This implementation is far from optimal and it is dead slow, but it serves the purpose of demonstrating the core ideas behind t-SNE.

One question one would think here is why t-distribution? The folklore is that it was found to work well empirically. Engineering, yet again. But there is more to it.

The t-distribution has heavier tails than the Gaussian distribution, which means that it can better capture the local structure of the data in the low-dimensional space. Consider points A, B and C in the high-dimensional space, where A and B are close to each other, and C is far from both A and B.
In the low-dimensional space, we want to preserve the local structure, which means that A and B should be close together, while C should be farther away.
Now that we have t-distribution with heavier tails, it does allow the local clusters to push each other apart more effectively.
That, in turn, helps to prevent the crowding problem and allows for a more faithful representation of the local structure in the low-dimensional space.

When using t-SNE, you should acknowledge that it does not map the data to a low-dimensional space in a way that preserves global structure.

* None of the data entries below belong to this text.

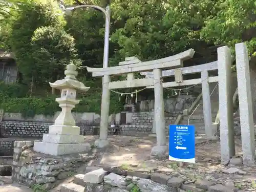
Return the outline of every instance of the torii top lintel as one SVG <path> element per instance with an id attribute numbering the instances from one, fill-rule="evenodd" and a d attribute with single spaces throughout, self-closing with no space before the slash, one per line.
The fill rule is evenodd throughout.
<path id="1" fill-rule="evenodd" d="M 182 67 L 183 61 L 192 58 L 194 54 L 194 49 L 190 49 L 169 57 L 144 62 L 136 57 L 131 57 L 126 58 L 125 61 L 119 62 L 119 66 L 106 68 L 88 67 L 87 69 L 89 72 L 93 73 L 94 77 L 152 71 L 155 69 L 173 69 Z"/>

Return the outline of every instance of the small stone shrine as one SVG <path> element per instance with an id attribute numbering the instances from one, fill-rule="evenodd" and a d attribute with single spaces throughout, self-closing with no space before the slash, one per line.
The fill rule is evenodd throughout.
<path id="1" fill-rule="evenodd" d="M 50 83 L 52 88 L 61 90 L 61 96 L 56 101 L 62 111 L 56 119 L 54 124 L 50 126 L 49 133 L 44 134 L 42 141 L 35 142 L 34 150 L 46 154 L 61 155 L 80 153 L 90 149 L 89 143 L 84 143 L 83 136 L 80 135 L 80 127 L 76 122 L 71 110 L 79 102 L 76 99 L 77 90 L 87 92 L 90 87 L 78 81 L 76 67 L 68 65 L 65 72 L 64 79 Z"/>

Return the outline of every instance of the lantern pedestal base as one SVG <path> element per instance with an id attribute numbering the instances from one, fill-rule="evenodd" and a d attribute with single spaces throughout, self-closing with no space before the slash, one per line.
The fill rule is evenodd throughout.
<path id="1" fill-rule="evenodd" d="M 34 143 L 35 151 L 55 156 L 86 153 L 90 150 L 89 143 L 59 144 L 38 141 Z"/>

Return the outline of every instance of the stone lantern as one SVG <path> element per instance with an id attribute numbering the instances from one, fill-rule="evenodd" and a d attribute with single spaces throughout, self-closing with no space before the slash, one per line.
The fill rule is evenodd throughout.
<path id="1" fill-rule="evenodd" d="M 76 67 L 68 65 L 65 72 L 66 77 L 54 83 L 50 83 L 52 88 L 61 90 L 60 98 L 56 101 L 59 103 L 62 111 L 56 119 L 54 124 L 50 126 L 49 133 L 44 134 L 42 141 L 36 141 L 34 150 L 52 155 L 61 155 L 88 152 L 89 143 L 84 143 L 83 136 L 80 135 L 80 127 L 76 122 L 71 110 L 79 102 L 76 99 L 77 90 L 87 92 L 90 87 L 78 81 Z"/>

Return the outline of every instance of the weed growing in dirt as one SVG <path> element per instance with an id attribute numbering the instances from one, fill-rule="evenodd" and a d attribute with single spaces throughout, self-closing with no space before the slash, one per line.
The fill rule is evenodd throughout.
<path id="1" fill-rule="evenodd" d="M 134 185 L 131 190 L 130 192 L 141 192 L 141 191 L 138 186 Z"/>
<path id="2" fill-rule="evenodd" d="M 42 187 L 42 185 L 39 184 L 35 184 L 31 187 L 34 192 L 47 192 L 47 191 Z"/>
<path id="3" fill-rule="evenodd" d="M 133 169 L 131 167 L 130 165 L 127 164 L 122 164 L 121 165 L 120 167 L 123 169 L 123 170 L 129 170 L 129 171 L 133 170 Z"/>

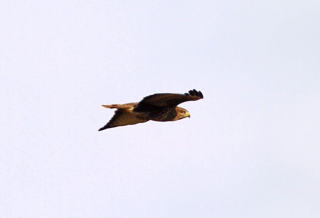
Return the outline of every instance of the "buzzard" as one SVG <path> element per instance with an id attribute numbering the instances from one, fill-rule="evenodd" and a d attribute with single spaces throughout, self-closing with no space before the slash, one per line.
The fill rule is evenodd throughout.
<path id="1" fill-rule="evenodd" d="M 111 119 L 98 131 L 149 120 L 175 121 L 190 117 L 189 111 L 177 106 L 185 101 L 203 99 L 203 95 L 200 91 L 195 89 L 188 92 L 184 94 L 155 94 L 145 97 L 139 102 L 101 105 L 106 108 L 117 109 Z"/>

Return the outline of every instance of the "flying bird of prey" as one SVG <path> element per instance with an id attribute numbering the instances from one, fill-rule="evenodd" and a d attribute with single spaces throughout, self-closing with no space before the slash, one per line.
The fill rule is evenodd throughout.
<path id="1" fill-rule="evenodd" d="M 114 127 L 133 125 L 149 120 L 175 121 L 190 117 L 188 110 L 177 107 L 183 102 L 203 98 L 200 91 L 190 90 L 188 93 L 160 93 L 145 97 L 139 102 L 101 105 L 106 108 L 116 108 L 115 114 L 101 131 Z"/>

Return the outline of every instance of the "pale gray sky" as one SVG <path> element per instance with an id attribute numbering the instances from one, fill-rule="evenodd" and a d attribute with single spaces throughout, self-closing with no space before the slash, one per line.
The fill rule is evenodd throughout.
<path id="1" fill-rule="evenodd" d="M 320 217 L 320 2 L 1 4 L 0 217 Z"/>

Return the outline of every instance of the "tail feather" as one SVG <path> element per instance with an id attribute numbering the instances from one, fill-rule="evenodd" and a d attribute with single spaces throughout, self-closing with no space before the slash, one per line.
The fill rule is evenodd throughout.
<path id="1" fill-rule="evenodd" d="M 108 104 L 107 105 L 102 105 L 101 107 L 105 108 L 130 108 L 134 106 L 138 102 L 133 103 L 127 103 L 127 104 Z"/>

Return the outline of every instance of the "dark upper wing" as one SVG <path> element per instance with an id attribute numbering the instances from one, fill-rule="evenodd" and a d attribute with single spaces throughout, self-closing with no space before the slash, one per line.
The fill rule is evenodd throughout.
<path id="1" fill-rule="evenodd" d="M 190 90 L 188 93 L 184 94 L 155 94 L 144 98 L 137 106 L 149 104 L 158 107 L 175 107 L 183 102 L 196 101 L 203 98 L 203 95 L 201 92 L 198 92 L 195 89 Z"/>

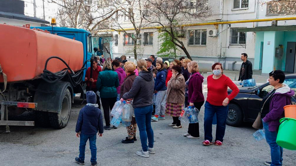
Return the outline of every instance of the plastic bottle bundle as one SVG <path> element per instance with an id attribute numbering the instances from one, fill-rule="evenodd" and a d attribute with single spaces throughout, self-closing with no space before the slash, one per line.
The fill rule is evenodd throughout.
<path id="1" fill-rule="evenodd" d="M 243 80 L 242 83 L 244 87 L 252 87 L 256 85 L 256 82 L 254 79 Z"/>
<path id="2" fill-rule="evenodd" d="M 179 120 L 180 121 L 188 123 L 189 123 L 189 120 L 188 119 L 187 116 L 188 108 L 186 108 L 182 109 L 182 111 L 180 114 L 180 116 L 179 117 Z"/>
<path id="3" fill-rule="evenodd" d="M 133 113 L 133 107 L 129 101 L 124 101 L 123 106 L 122 108 L 122 120 L 126 122 L 131 121 Z"/>
<path id="4" fill-rule="evenodd" d="M 113 106 L 113 108 L 111 111 L 111 115 L 113 117 L 118 118 L 122 112 L 123 104 L 123 102 L 120 100 L 118 100 L 115 102 L 115 104 Z"/>
<path id="5" fill-rule="evenodd" d="M 189 106 L 187 109 L 187 116 L 189 123 L 198 122 L 198 111 L 197 111 L 194 107 Z M 197 109 L 196 109 L 197 110 Z M 198 110 L 197 110 L 198 111 Z"/>
<path id="6" fill-rule="evenodd" d="M 120 115 L 118 118 L 116 118 L 115 116 L 113 116 L 113 118 L 112 118 L 112 120 L 110 122 L 110 124 L 116 127 L 118 127 L 118 126 L 119 126 L 119 125 L 120 124 L 120 122 L 121 121 L 122 118 L 122 114 L 120 114 Z"/>
<path id="7" fill-rule="evenodd" d="M 253 134 L 255 139 L 256 141 L 259 141 L 263 139 L 265 139 L 265 134 L 264 132 L 264 130 L 260 129 L 256 131 Z"/>
<path id="8" fill-rule="evenodd" d="M 122 123 L 122 126 L 123 127 L 126 127 L 131 125 L 131 122 L 126 122 L 125 121 L 122 121 L 121 122 Z"/>

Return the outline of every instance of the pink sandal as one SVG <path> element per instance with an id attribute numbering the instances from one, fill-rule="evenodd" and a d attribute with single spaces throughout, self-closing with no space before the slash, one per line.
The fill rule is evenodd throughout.
<path id="1" fill-rule="evenodd" d="M 215 143 L 214 143 L 214 144 L 217 146 L 221 146 L 223 144 L 223 143 L 222 143 L 221 141 L 215 141 Z"/>
<path id="2" fill-rule="evenodd" d="M 206 146 L 208 146 L 213 144 L 212 142 L 210 142 L 210 141 L 207 140 L 205 141 L 202 142 L 202 144 Z"/>

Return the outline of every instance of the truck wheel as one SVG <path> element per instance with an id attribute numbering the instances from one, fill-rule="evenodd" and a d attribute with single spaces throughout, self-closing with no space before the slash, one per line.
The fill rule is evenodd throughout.
<path id="1" fill-rule="evenodd" d="M 231 104 L 228 108 L 226 124 L 228 126 L 237 127 L 243 122 L 242 110 L 236 104 Z"/>
<path id="2" fill-rule="evenodd" d="M 48 117 L 47 112 L 35 111 L 37 118 L 37 124 L 41 126 L 45 127 L 50 127 L 50 123 Z"/>
<path id="3" fill-rule="evenodd" d="M 49 121 L 52 127 L 56 128 L 62 128 L 66 127 L 69 121 L 72 103 L 71 94 L 66 89 L 62 102 L 62 110 L 58 113 L 48 113 Z"/>

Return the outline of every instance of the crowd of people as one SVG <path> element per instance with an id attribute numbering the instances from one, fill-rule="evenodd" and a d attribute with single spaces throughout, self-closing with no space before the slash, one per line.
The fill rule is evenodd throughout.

It does not map data at all.
It creates a new representation of the data in a low-dimensional space that emphasizes local structure. And this is the core reason (with the fact that KL-divergense is not symmetric) it does not invert.

This dynamics can be seen in the gradient of the KL-divergence, which consists of two terms. Attractive term that pulls points together based on the high-dimensional affinities \(P_{ij}\),
and a repulsive term that pushes points apart based on the low-dimensional affinities \(Q_{ij}\).

\[\frac{\partial C}{\partial y_i} \propto \sum_j (p_{ij} - q_{ij}) \cdot (y_i - y_j) \cdot \left[1 + |y_i - y_j|^2\right]^{-1}\]

T-distribution's heavier tails ensure that the repulsive forces do not vanish too quickly as points move apart. This prevents points from collapsing into a single cluster in the low-dimensional space.